Hubo un gran silencio entre las dos mujeres. La señora Bernardo se había puesto seria y pensativa, y Anita ya se había calmado. Finalmente la joven dijo:
—Vendrá el tiempo cuando mi hijita conozca de alguien que su madre no fue siempre una buena persona. Pero por la gracia de Dios, ella nunca podrá decir que fui una madre descuidada, pues yo seré guardiana de su pureza, como la cosa más preciosa en el mundo, no sólo cuando ella llegue a ser jovencita, sino mientras es todavía niña.
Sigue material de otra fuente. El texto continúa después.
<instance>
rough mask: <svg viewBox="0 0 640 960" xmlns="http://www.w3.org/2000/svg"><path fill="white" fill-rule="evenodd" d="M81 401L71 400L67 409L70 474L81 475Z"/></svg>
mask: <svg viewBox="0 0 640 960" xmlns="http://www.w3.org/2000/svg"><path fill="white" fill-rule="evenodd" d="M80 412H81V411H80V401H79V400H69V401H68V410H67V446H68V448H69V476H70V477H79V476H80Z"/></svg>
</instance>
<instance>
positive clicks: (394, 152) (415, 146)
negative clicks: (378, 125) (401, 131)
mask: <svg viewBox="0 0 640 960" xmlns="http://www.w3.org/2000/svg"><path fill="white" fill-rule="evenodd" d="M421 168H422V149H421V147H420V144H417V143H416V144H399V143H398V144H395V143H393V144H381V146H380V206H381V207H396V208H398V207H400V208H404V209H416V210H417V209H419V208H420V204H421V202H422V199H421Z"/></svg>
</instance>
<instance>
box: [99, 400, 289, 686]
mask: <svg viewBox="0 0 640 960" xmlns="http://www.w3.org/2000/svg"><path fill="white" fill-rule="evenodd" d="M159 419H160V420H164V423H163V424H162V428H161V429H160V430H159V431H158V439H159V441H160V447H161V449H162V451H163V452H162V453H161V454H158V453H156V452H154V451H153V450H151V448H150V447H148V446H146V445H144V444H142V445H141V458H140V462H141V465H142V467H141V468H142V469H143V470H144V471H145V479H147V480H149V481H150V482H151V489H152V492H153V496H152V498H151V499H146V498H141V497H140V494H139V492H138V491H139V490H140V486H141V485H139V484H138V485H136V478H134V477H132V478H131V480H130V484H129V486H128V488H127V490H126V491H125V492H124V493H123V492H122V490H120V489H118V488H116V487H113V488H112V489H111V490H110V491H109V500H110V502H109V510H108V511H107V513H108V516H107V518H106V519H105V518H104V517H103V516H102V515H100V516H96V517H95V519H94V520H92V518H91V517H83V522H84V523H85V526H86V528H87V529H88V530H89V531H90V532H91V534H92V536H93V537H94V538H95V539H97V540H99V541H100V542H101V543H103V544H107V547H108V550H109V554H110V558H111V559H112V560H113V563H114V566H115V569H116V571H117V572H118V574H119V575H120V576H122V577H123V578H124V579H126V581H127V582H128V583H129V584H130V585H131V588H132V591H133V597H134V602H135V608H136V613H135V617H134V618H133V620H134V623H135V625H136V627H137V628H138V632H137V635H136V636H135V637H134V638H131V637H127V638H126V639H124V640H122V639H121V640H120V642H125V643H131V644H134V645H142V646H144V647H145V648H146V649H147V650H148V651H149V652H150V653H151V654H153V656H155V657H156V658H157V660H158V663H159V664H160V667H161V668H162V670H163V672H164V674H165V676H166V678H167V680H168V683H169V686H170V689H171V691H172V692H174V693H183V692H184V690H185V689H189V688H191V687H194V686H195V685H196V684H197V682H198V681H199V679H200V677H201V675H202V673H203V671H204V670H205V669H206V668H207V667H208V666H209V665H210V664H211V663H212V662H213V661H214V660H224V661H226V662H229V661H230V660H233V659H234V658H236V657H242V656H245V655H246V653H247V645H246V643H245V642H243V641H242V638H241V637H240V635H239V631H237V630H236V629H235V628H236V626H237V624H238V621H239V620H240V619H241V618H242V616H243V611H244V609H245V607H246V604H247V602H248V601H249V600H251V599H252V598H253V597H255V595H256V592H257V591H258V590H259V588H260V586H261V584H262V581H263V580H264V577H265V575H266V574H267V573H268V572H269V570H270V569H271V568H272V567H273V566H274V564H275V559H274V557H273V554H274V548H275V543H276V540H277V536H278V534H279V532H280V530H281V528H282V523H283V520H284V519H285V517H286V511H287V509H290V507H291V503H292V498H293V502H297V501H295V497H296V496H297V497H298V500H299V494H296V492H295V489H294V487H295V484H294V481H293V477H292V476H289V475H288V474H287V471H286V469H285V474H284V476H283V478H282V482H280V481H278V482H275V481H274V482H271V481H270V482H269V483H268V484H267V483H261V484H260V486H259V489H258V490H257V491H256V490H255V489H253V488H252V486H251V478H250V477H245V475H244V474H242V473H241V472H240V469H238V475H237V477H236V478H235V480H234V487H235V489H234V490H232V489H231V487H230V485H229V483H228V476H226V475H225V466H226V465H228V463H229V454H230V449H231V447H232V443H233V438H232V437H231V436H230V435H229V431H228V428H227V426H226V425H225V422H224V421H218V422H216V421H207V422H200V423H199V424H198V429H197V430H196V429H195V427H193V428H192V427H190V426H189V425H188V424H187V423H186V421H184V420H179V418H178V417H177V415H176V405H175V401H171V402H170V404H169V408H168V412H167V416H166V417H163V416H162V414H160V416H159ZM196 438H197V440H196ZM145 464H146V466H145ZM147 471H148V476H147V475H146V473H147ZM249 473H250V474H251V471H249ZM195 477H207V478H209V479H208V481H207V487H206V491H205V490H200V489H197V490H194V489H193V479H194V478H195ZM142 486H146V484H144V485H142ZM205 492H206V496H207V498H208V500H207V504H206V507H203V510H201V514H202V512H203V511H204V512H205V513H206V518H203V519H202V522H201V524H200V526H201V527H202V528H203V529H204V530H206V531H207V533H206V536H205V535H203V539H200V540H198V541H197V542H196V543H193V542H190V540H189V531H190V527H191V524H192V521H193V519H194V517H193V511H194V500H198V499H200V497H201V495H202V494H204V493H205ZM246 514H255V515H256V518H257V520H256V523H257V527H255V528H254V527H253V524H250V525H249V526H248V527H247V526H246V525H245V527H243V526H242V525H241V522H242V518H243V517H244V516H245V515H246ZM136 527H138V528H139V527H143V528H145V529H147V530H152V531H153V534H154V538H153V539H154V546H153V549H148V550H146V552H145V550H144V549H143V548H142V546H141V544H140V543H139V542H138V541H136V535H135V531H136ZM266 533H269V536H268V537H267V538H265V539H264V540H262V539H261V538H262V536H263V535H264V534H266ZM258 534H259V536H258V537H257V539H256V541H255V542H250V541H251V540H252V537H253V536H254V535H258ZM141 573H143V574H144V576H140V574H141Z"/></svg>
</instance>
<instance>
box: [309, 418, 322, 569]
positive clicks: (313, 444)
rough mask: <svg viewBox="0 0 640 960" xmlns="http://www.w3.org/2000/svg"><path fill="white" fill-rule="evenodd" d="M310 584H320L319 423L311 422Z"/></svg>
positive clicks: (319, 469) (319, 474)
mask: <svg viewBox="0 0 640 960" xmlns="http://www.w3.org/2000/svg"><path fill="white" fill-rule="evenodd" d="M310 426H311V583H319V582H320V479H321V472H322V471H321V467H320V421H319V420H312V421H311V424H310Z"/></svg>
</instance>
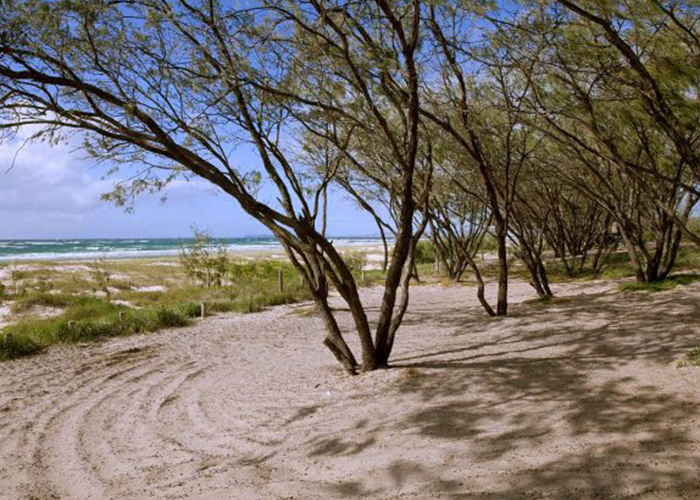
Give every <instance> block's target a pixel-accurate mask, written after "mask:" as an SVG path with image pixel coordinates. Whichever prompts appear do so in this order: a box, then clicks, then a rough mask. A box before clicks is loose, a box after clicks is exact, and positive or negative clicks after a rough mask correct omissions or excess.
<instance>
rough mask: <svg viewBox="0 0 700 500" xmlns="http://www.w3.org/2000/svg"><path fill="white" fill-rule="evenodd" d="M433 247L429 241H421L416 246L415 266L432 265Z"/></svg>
mask: <svg viewBox="0 0 700 500" xmlns="http://www.w3.org/2000/svg"><path fill="white" fill-rule="evenodd" d="M435 258H436V256H435V246H434V245H433V243H432V242H431V241H426V240H422V241H419V242H418V245H416V257H415V262H416V264H432V263H433V262H435Z"/></svg>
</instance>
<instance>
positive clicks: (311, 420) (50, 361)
mask: <svg viewBox="0 0 700 500" xmlns="http://www.w3.org/2000/svg"><path fill="white" fill-rule="evenodd" d="M614 290H615V285H614V284H610V283H603V282H593V283H587V284H575V285H566V286H565V287H561V286H560V287H557V288H556V290H555V293H557V295H559V296H560V297H563V298H562V299H560V300H558V301H555V302H554V303H553V304H549V305H546V306H545V305H542V304H533V303H521V304H519V305H515V306H514V307H513V309H512V313H513V314H512V316H511V317H508V318H504V319H496V320H491V319H488V318H486V317H485V316H484V314H483V313H482V311H481V310H480V309H479V307H478V305H477V303H476V300H475V299H474V297H473V290H472V289H468V288H463V287H448V288H440V287H437V286H432V285H431V286H418V287H415V289H413V298H412V307H411V310H410V312H409V314H408V315H407V318H406V323H405V325H404V327H402V330H401V331H400V337H399V338H398V340H397V347H396V351H395V355H394V364H395V366H396V369H392V370H385V371H380V372H376V373H372V374H369V375H365V376H361V377H354V378H351V377H347V376H345V375H344V374H342V373H341V372H340V371H339V370H338V369H337V368H336V366H335V364H334V362H333V360H332V359H331V357H330V355H329V354H328V353H327V352H326V351H325V349H324V348H323V346H322V345H321V340H322V336H323V334H322V322H321V320H320V319H318V318H315V317H313V316H310V317H309V316H308V315H303V314H298V313H299V312H300V311H304V308H305V306H289V307H287V306H285V307H279V308H274V309H272V310H269V311H266V312H263V313H259V314H250V315H225V316H218V317H214V318H211V319H207V320H204V321H201V322H198V323H197V324H196V326H193V327H191V328H186V329H180V330H176V331H165V332H161V333H157V334H152V335H148V336H137V337H130V338H124V339H116V340H112V341H108V342H104V343H99V344H90V345H85V346H66V347H59V348H54V349H51V350H50V351H49V352H48V353H46V354H44V355H40V356H37V357H34V358H30V359H24V360H17V361H12V362H6V363H2V364H0V485H1V487H0V498H2V499H3V500H4V499H7V500H10V499H11V500H17V499H41V500H44V499H112V498H113V499H146V498H149V499H150V498H155V499H185V498H187V499H211V500H219V499H273V498H274V499H277V498H296V499H332V498H377V499H388V498H421V499H430V498H449V499H466V498H469V499H471V498H475V499H486V498H489V499H510V498H533V499H535V498H557V499H559V498H631V497H634V498H664V499H667V498H698V497H700V477H699V476H698V474H697V472H698V470H700V425H699V424H700V397H699V394H700V369H698V368H692V367H689V368H678V367H677V366H676V362H677V361H678V360H679V359H682V357H683V356H684V355H685V353H686V352H687V351H688V350H690V349H691V348H692V347H695V346H697V345H698V344H700V335H699V334H700V326H699V325H700V323H699V322H698V320H699V319H700V309H699V308H700V303H698V300H697V297H698V294H699V293H700V285H699V284H695V285H690V286H687V287H684V288H681V289H677V290H674V291H670V292H665V293H662V294H654V295H649V294H644V293H641V294H629V295H623V294H618V293H617V292H615V291H614ZM378 294H379V290H377V289H373V290H367V291H366V292H365V296H364V298H365V300H366V301H367V303H368V304H375V303H377V302H378V300H377V299H378ZM532 297H533V295H532V293H531V291H530V288H529V287H528V286H527V285H525V284H518V283H516V284H513V285H512V288H511V299H512V300H513V302H514V303H516V304H517V303H518V302H522V301H523V300H525V299H529V298H532ZM372 312H373V313H376V310H373V311H372ZM341 322H342V324H343V325H344V326H345V328H349V327H350V323H349V318H348V317H347V314H345V313H341Z"/></svg>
Y porque yo quiero que ella sea una niña modesta y virtuosa, no le pondré vestidos que le cubren sólo la mitad de su cuerpo.
—Creo que usted va a ser una buena y prudente madre —dijo la señora Bernardo— y no hay razón por la cual yo no pueda serlo también. Voy a salir por unos minutos a ver lo que las niñas están haciendo.
Ella se detuvo en la puerta y miró hacia atrás.
—Y mientras estoy afuera, usted puede comenzar a descoser las bastillas de esos vestidos. Las bajaremos para que por lo menos les cubran las rodillas —agregó.